2.4. Spatial Location of the Runoff-Generating Areas

Topography exerts primary controls on the spatial distribution of saturated areas and affects the spatial variability of soil moisture related to hydrological processes [59,60,61,62]. The topographic wetness index (TWI) was first introduced by [63] to identify areas with the greatest propensity to saturate. It is a physically-based index that can quantify the effect of topography and moisture content on runoff generation and predict the location of surface saturation zones within a watershed [46,64]. TWI is a vital terrain attribute as it describes the spatial pattern of soil saturation and indicates the accumulated water flow at any point in a watershed [65]. It controls soil moisture, flow accumulation, distribution of saturated zones, and thickness of soil horizons [66].
The improved capability of GIS and increasing availability of digital elevation models (DEMs) has led to the development of wide variants of topography-based wetness indices (TWIs) incorporating topographic, soil characteristics, and other factors that influence soil water content during the last few decades. The topographic wetness index developed by [21] used within the rainfall-runoff model TOPMODEL is most commonly used. The fractional portions in a watershed having similar TWI values are assumed to have a similar hydrological response to rainfall. Other factors such as soil type, land use, and antecedent soil moisture are the same or can be treated as being the same [67]. A large upslope drainage area and small terrain slope result in a higher TWI. The region with a higher value of TWI indicates a high probability of soil saturation occurrence [21]. The TWI is defined as:
TWI λ = ln a tan β * D * Ksat
Where a = local upslope area draining through a certain point per unit contour length in m2, tanβ = local gradient at the point, D = depth of soil in m and, Ksat = average saturated hydraulic conductivity in m/day.
Usually, the digital elevation model (DEM) is used to calculate the TWI using the GIS. The physical description of the parameter “a” in the TWI equation is the total upslope area (A) per unit contour length draining from upstream cells to the current cell. This reflects the tendency of upslope water to accumulate at the current cell in the catchment. It is preferable to compute “a” using the multiple flow direction (MFD) algorithm as it gives more accurate flow distribution patterns [68,69,70]. The MFD algorithm assumes that water from a current position could flow into more than one neighboring cell [71].
In this study, the fractional area of the watershed that will generate the runoff for a given storm event is calculated by Eq. 6. This area is used to determine the threshold TWI (λ) value. It is assumed that the areas above this threshold λ generate runoff, and the areas below the threshold TWI (λ) are infiltrating.
A lidar (light detection and ranging) survey of the study watershed was conducted to obtain a high-resolution digital elevation model (DEM) of 1.0 m × 1.0 m horizontal and 0.01 m vertical resolution. Land use and soil layers were prepared using ArcMap 10. The upslope contributing area per unit length of contour (a) values were determined using Whitebox Geospatial Analysis Tool [72]. This software uses a multidirectional flow path algorithm for more realistic flow and wetness distributions [68,69]. Soil depth at various locations in the field was obtained by using an auger, and a constant head Guelph permeameter was used to measure in situ field saturated hydraulic conductivity. The Raster Calculator of ArcMap 10 was used to manipulate the raster layers to derive the TWI map (Figure 2) from the DEM using Equation 7.
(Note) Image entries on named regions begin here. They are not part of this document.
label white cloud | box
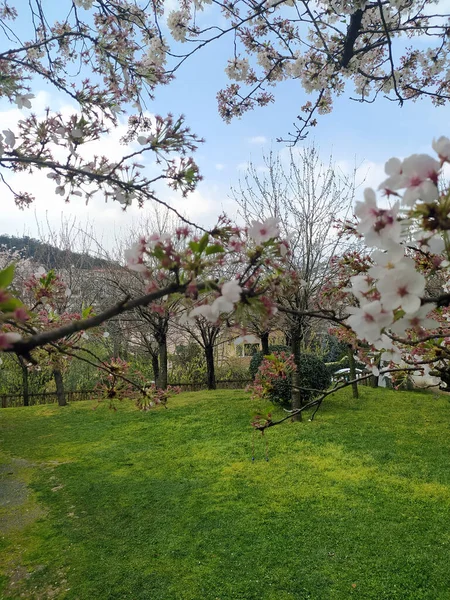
[247,135,268,146]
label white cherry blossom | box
[248,217,280,245]
[432,135,450,162]
[221,279,242,302]
[15,94,34,108]
[355,188,402,250]
[391,304,439,335]
[346,300,393,343]
[377,267,425,314]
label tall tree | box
[233,146,355,418]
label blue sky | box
[0,2,450,245]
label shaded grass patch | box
[0,388,450,600]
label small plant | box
[136,383,181,411]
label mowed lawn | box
[0,388,450,600]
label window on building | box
[236,344,259,358]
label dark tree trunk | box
[289,326,303,421]
[19,356,30,406]
[53,369,67,406]
[348,345,359,398]
[152,354,159,382]
[156,334,167,390]
[261,331,270,356]
[205,344,216,390]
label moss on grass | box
[0,388,450,600]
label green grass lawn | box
[0,388,450,600]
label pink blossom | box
[391,304,439,335]
[380,154,441,206]
[355,188,401,250]
[247,217,280,245]
[221,279,242,302]
[0,331,22,350]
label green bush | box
[298,354,331,402]
[249,346,330,406]
[216,357,249,381]
[248,345,291,379]
[325,356,365,377]
[169,343,206,383]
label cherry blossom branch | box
[5,283,208,356]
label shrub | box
[249,346,331,406]
[169,343,206,383]
[248,352,297,406]
[298,354,331,402]
[216,358,249,381]
[325,356,365,377]
[248,345,291,379]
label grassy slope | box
[0,388,450,600]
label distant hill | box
[0,234,110,269]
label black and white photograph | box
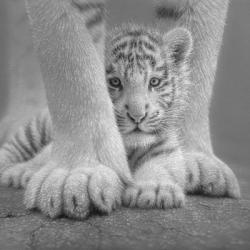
[0,0,250,250]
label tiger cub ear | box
[164,28,193,66]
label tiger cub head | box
[106,25,193,147]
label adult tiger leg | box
[155,0,240,198]
[25,0,131,218]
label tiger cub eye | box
[108,77,122,89]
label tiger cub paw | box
[25,163,123,219]
[187,153,240,198]
[122,182,185,209]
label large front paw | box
[122,182,185,209]
[187,153,240,198]
[25,163,122,219]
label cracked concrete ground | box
[0,162,250,250]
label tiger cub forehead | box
[106,25,166,73]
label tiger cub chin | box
[0,25,193,208]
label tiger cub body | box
[0,24,192,208]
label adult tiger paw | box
[186,152,241,199]
[25,162,123,219]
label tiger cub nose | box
[125,104,148,124]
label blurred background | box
[0,0,250,178]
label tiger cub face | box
[106,26,192,147]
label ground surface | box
[0,164,250,250]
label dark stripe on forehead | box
[112,41,128,55]
[115,52,128,62]
[106,64,115,74]
[142,41,156,52]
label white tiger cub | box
[0,25,238,208]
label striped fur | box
[0,24,192,195]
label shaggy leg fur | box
[25,0,131,219]
[155,0,240,198]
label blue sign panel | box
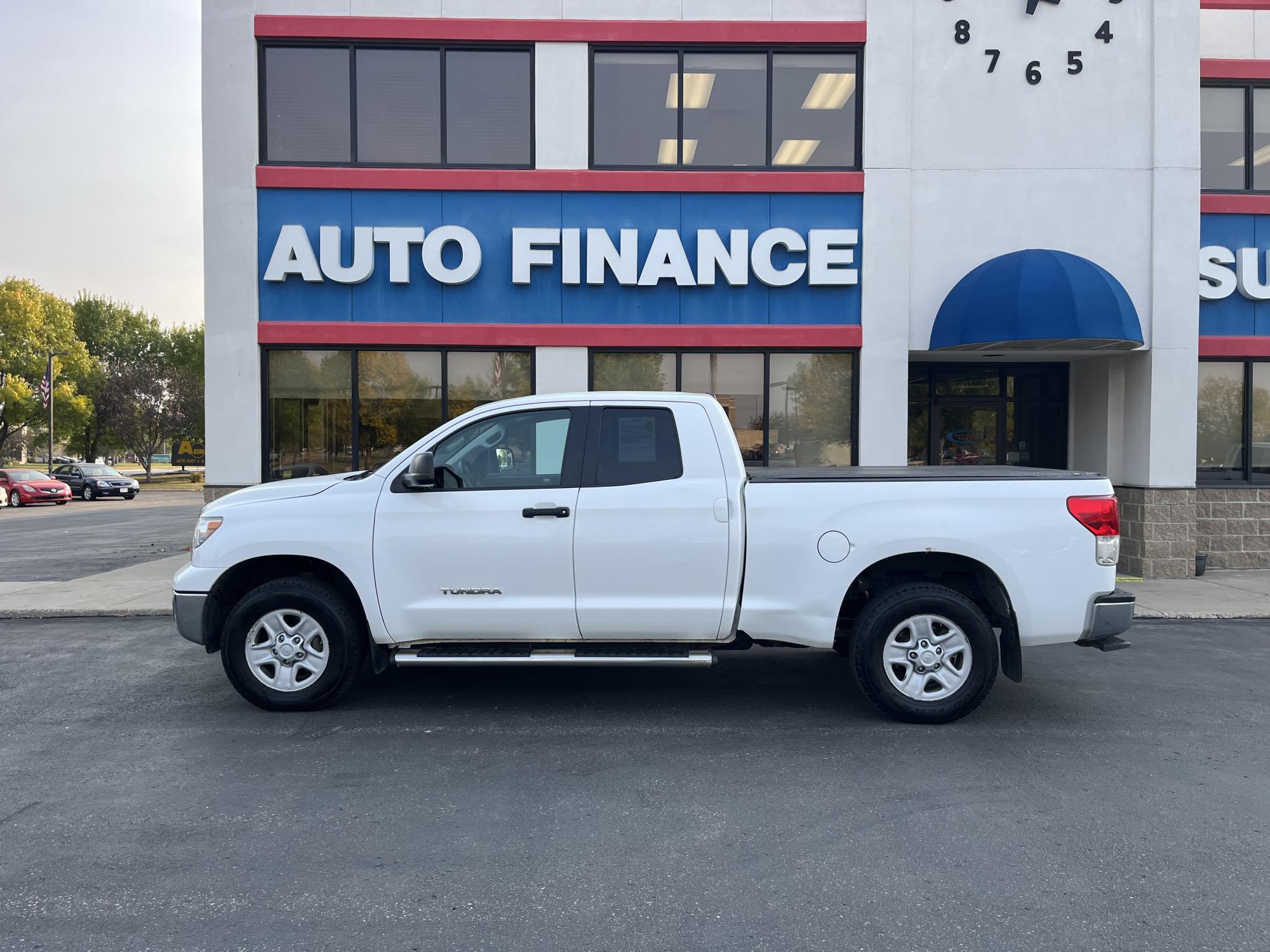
[1199,215,1270,336]
[257,189,862,325]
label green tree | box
[0,278,93,457]
[72,297,165,459]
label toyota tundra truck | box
[173,392,1133,724]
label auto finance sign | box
[258,189,861,324]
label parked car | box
[173,393,1134,724]
[53,463,141,503]
[0,468,71,508]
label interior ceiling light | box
[1231,146,1270,169]
[665,72,715,109]
[772,138,820,165]
[803,72,856,109]
[657,138,697,165]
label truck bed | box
[745,466,1104,482]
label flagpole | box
[44,350,53,476]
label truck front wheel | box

2.5. Distributed CN-VSA Method

The distributed CN–VSA method consists of four steps. To explain the method, a rainfall event dated 28 May 2013 is selected as an example. In the first step, a line graph was prepared using Pe and Q observed event data as shown in Figure 3. The S value of the watershed was computed by fitting Equation 3 to Pe and Q data. The average annual S value for the watershed computed was 112 mm.
In the second step, Pe versus Af’s graph was created using Equation 6 and the S value obtained in step 1. In this step, the A f watershed’s saturated fractional area was determined using the given Pe of the rainfall event. For the rainfall event of 28 May 2013, Pe =36.14 mm and S value of 112 mm corresponds to a fraction of saturated area A f = 37% of the total watershed area as shown in Figure 4. The runoff volume of 2891 m3 for this event was calculated by multiplying the effective precipitation (Pe) 36.14 mm with the saturated area ( A f ) =7.99 ha.
In step three, a graph of A f corresponding to the TWI was prepared using a TWI map of the study watershed, as shown in Figure 5. The threshold λ was computed using the fraction of saturated area A f computed in step two. The threshold λ value corresponding to A f value of 37% (7.99 ha) was 5.7. This implies that the rain event saturated the areas in the watershed with λ value of 5.7 or higher.
In the fourth step, the locations of saturated areas within the watershed were identified from the TWI map of the watershed using the threshold λ value obtained in step 3. The watershed portions have an equal or higher λ value than the threshold λ was saturated and generated runoff; whereas, the remaining areas do not contribute to surface runoff. Figure 6 shows runoff-generating areas within the watershed corresponding to the threshold λ value of 5.7.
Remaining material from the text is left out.